Nihilism lacks any belief in moral values. Then, if taken to its extreme form, does nihilism prescribe to a belief in no purpose for existence at all?
If nihilism has no objective value system, does it mean that existence itself has no value for a nihilist? If we continue this reasoning, then, will such nihilist deny the value of his/hers life itself? Then, again if we continue on the same road, would this person be forced by his/hers value system itself (or to be more precise-the lack of it) to adopt a worldview where s/he can't defend his/hers own right of existence? Finally, will this mean s/he will be forced to admit there is no point in continuation of his/hers own life?
I'm asking this question to understand better the relationship between 2 concepts I have to admit I'm not very familiar with-that of nihilism and that of the reasons behind suicidal behavior. If someone adopts a fully nihilistic worldview and absolutely prescribes to the claims of nihilism would this makes the person decide to end his/hers life? What is the relationship between the 2-e.g. does the one immediately leads to the other, are they partially interlinked or are completely unrelated when viewed in the context of philosophy? Does the acceptance of nihilism leads to a suicidal behavior on an individual, cultural, social, national and even on Humanity as a whole scale? And is suicidal behavior explained by the adoption of extreme nihilistic views on either philosophy as a whole or only to a particulate part of it present in the life of the suicidal subject?

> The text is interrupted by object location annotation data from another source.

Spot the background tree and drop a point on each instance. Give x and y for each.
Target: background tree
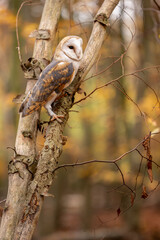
(101, 119)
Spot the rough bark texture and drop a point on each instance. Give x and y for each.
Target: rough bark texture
(21, 166)
(27, 188)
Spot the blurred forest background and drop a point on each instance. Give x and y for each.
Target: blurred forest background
(92, 201)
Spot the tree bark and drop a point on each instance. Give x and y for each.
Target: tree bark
(27, 188)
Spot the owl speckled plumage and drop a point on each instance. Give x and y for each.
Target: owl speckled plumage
(55, 77)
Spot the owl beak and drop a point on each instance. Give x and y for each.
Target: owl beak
(79, 54)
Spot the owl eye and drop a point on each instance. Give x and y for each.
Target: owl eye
(71, 47)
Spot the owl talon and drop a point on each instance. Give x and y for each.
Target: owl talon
(57, 118)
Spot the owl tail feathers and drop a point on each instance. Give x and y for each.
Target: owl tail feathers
(26, 109)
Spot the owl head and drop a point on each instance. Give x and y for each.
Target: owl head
(69, 49)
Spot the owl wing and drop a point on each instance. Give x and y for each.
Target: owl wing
(53, 79)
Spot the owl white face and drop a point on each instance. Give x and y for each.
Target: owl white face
(73, 48)
(69, 49)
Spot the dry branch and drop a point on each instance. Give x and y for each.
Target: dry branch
(26, 190)
(19, 175)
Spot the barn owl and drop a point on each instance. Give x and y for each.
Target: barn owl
(55, 77)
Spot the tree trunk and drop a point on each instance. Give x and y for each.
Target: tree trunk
(26, 187)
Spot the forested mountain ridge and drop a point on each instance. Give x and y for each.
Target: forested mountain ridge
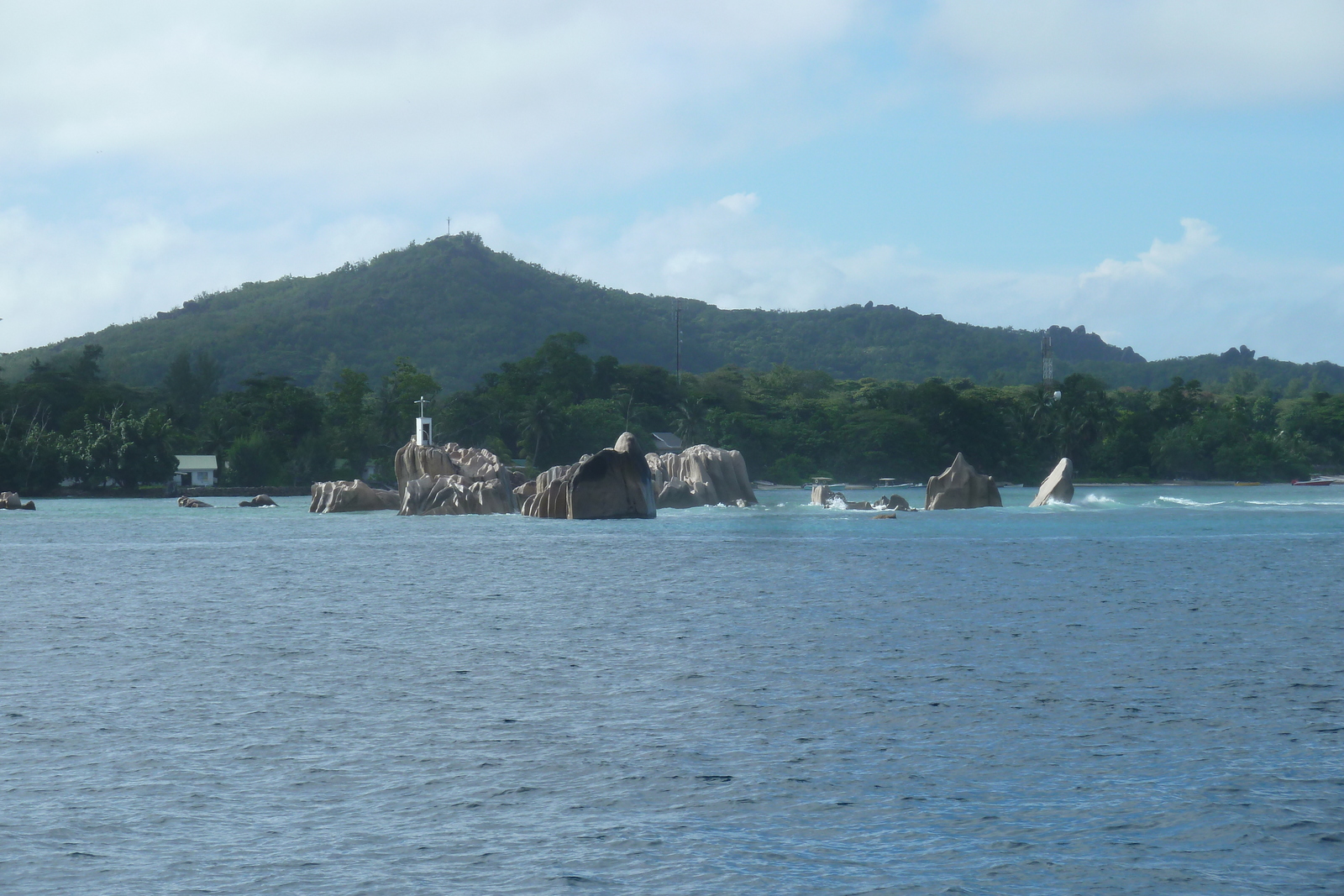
(457, 309)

P.S. I think I can elaborate much more on the issue but for the sake of space this is enough to outline the issue. I think we can say many things about the relationship between extreme nihilism and suicidal behavior but what I'm really interested in is the question are there any serious investigations by philosophers on the issue and to what division of philosophy they belong to, what are their results and do they think nihilism can be a serious problem both for the individual and the society as a whole? I know about Nietzsche being always accused of nihilism and the connotation the decay of traditional moral values has with a predicted "death" of society by many people on the extreme right spectrum of political space, but my point is had some professional philosopher done any investigation on the relationship between the adoption of extreme nihilistic ideas and suicidal tendencies on both individual and social scale? If you could provide references behind your claims made in the answer section I will appreciate it! Otherwise, I fear we might get into yet another empty talk philosophy Q&A entry.